Não lembro quando foi, mas recentemente peguei o último Tomb Raider em uma promoção no Steam. R$ 7, 8, não lembro, só sei que na ocasião o valor de um lanche não pareceu que faria falta — como não fez.

Instalei, comecei a jogar e aquilo me prendeu por um simples motivo: Lara, a protagonista do jogo, era tão inapta quanto eu naqueles momentos iniciais. Ela não sabia muito bem o que fazer, nem como fazer. Estava perdida após o barco onde estava literalmente virar, assustada com a presença de homens estranhos, armados e com cara de poucos amigos na ilha onde emergiu. Insegura das suas ações, lutando por uma sobrevivência que parecia tão frágil quanto o jogo propunha que fosse.

O motivo que me impede de aproveitar o escapismo proporcionado pelos jogos é a dificuldade em me deixar seduzir por eles. Minha imersão depende de um contexto que funcione. Exemplo prático e batido, que sempre uso: como posso, na pele de um soldado treinado, errar todos os tiros contra um inimigo a dois metros de distância e, em seguida, ser morto por ele? Sim, eu posso voltar e, sim, é algo dentro das regras do jogo. Mas não funciona comigo. Ao ser morto de um jeito estúpido, meu olhar sobre aquele super soldado muda. Passo a encará-lo como uma fraude. E como a culpa é minha, então por que me importar com tudo aquilo?
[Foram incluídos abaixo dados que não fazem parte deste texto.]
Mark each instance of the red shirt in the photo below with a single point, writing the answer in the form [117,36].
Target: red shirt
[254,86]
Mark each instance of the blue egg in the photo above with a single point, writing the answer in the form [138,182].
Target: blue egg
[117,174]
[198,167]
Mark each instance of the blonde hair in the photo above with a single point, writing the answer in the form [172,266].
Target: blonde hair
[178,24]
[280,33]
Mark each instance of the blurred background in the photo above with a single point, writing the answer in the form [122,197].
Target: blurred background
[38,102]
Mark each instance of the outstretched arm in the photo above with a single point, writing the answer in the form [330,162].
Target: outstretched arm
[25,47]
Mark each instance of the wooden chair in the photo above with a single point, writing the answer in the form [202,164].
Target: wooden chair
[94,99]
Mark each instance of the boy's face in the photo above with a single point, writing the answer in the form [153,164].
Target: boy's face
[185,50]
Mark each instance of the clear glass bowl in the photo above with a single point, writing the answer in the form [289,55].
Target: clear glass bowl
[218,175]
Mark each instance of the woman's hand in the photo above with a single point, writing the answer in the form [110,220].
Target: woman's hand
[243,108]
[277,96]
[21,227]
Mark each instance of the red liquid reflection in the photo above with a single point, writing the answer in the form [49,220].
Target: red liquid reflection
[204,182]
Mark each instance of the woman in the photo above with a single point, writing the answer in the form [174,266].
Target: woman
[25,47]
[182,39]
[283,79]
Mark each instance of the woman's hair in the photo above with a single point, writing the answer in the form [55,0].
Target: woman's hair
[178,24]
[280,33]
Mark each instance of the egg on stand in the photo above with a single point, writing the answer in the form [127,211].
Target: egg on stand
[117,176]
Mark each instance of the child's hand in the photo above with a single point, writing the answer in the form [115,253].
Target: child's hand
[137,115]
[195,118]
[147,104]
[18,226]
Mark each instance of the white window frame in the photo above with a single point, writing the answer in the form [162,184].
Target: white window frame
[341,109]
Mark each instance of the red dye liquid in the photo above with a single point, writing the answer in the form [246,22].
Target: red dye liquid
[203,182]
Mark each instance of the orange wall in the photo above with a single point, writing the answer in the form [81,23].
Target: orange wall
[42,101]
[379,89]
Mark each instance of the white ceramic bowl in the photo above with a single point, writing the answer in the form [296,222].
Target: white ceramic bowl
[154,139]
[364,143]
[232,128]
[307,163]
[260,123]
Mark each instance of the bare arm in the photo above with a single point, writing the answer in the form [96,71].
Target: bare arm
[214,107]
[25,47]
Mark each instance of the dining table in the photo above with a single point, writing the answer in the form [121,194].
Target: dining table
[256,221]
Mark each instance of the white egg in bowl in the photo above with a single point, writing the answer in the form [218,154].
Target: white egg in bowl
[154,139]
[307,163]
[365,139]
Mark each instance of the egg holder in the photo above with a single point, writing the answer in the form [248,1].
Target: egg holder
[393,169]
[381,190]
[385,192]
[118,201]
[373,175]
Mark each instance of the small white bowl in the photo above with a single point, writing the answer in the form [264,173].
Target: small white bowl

Pensando no que teria me fisgado em Tomb Raider depois de passar onze horas na frente da TV e fechá-lo, a conclusão a que cheguei foi essa identificação: Lara é tão falível quanto eu nos primeiros eventos da história. Lara é gente como a gente.

Claro, isso não dura muito. De uma náufraga indefesa, ela passa a ser uma exímia assassina e excepcional acrobata em um piscar de olhos, e sem cansar jamais. E as circunstâncias pioram (para ela também, mas me refiro aqui a mim, o jogador): os desafios, que se alternam entre hordas de vilões de diferentes grupos e principalmente os quebra-cabeças simples, flertam perigosamente com a monotonia. A história, que se desenrola em torno de uma misteriosa deusa japonesa e rituais malucos para trazê-la de volta à vida, é cheia de idas e vindas, porém nada realmente instigante, ou digno de um Oscar de melhor roteiro.

Nesse ponto crítico outros artifícios dos desenvolvedores vieram ao resgate para segurar meu interesse. Os combates são divertidos, especialmente com o arco-e-flecha e as investidas silenciosas, pacientes, como se eu estivesse caçando. E os gráficos… os gráficos. Não me lembro de antes ter parado no meio de uma caminhada virtual para apreciar a paisagem. Fiz isso várias vezes em Tomb Raider. Desculpe-me se você defende a outra bandeira, mas beleza é, sim, fundamental.

Em dado momento do jogo, e não tão longe do início, errei um punhado de movimentos. Durante a descida de um rio revolto, matei Lara com canos e paus atravessando seu peito incontáveis vezes até conseguir desviar de todos eles e passá-la com vida por ali. Caí em alguns abismos. Em certos conflitos mais intensos tomei tiros, levei facadas, me queimei, morri. Morremos. Sempre voltei e, com alguma insistência, “passamos”.

Sei que jamais voltarei a ter uma aventura dessas com Tomb Raider. Lara aprendeu a se virar e no próximo jogo da franquia não será mais uma menina inexperiente descobrindo como se pendurar em cordas, matar animais silvestres para sobreviver e humanos para não ser morta. Como eles crescem rápido, não? A mim, só resta observar de longe e esperar por um novo jogo que, por esses ou outros motivos, consiga fazer com que eu ignore minha inépcia e mergulhe, sem medo de errar ou morrer, em uma nova aventura.